A 68-year-old man with a history of shortness of breath and hypoxia was undergoing workup for severe pulmonary hypertension. He was referred to pulmonary hypertension clinic for the first time. An echocardiography (iE33, Philips Medical Systems, Bothell, WA, USA) with agitated saline was performed. The calculated pulmonary artery pressure was 113 mmHg which was associated with right ventricular hypertrophy and dilatation. On contrast injection with agitated saline, the bubbles surprisingly filled the left heart rapidly before the right side (Fig. 1 and movie clips S1 and S2). Based on this bubble study, a diagnosis of Eisenmeger’s syndrome from a sinus venosus atrial septal defect was made and later confirmed on cardiac magnetic resonance imaging (Avanto, Siemens Medical Solutions, Erlangen, Germany) (Fig. 2).
The fact that the bubbles first appear on the left side suggests that the shunt occurs above the level of the atria. Because of high right-sided pressures in this case, flow from the superior vena cava (SVC) preferentially travels through the defect to the right superior pulmonary vein and left atrium.

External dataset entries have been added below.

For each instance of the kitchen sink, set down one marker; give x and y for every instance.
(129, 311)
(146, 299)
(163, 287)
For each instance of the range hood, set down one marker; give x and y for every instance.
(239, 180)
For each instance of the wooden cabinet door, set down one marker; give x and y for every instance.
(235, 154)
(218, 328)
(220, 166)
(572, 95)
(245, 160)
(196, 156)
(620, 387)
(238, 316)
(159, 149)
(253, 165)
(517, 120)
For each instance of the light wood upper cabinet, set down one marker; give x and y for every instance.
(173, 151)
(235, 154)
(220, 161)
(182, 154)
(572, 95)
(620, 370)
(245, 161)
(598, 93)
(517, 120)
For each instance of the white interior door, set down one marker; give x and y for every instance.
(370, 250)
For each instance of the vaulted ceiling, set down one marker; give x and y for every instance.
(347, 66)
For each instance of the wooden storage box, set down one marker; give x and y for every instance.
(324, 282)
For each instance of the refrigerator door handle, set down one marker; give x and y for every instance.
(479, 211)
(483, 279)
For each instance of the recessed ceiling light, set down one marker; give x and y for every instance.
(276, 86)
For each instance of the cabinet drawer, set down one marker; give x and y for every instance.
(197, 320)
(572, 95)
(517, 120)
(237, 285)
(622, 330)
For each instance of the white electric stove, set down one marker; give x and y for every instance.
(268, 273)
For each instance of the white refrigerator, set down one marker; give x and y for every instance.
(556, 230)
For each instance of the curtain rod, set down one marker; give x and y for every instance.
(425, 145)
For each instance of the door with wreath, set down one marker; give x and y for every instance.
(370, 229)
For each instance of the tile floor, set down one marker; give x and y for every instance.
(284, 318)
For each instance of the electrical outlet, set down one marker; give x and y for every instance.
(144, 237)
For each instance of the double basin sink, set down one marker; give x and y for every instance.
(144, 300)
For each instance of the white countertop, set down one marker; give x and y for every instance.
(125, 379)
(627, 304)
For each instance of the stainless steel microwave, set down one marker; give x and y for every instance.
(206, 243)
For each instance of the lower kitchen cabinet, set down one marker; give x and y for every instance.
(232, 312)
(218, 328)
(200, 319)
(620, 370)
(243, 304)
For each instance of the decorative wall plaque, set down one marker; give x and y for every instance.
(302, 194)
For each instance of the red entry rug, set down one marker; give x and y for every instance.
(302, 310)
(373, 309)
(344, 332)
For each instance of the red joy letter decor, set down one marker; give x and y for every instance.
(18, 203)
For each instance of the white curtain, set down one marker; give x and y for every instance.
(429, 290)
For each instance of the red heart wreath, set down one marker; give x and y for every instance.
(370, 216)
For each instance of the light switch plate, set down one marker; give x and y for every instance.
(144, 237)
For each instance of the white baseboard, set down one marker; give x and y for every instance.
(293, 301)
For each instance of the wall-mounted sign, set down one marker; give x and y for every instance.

A residual left SVC with a direct connection to the left atrium via an unroofed coronary sinus was also considered as it would have also shown a similar filling pattern with agitated saline. This defect was excluded, however, because the agitated saline was serendipitously injected into the right hand.
In this case, the shunt was not diagnosed until late in life. He had been treated for years with vasodilators for presumed primary pulmonary hypertension. Unfortunately, he died 3 months later from severe Eisenmeger’s syndrome. In this case, the initial echocardiography with agitated saline was essential in making the diagnosis, but because of the large right-to-left shunt, further bubble studies should be avoided in patients with known Eisenmeger’s syndrome.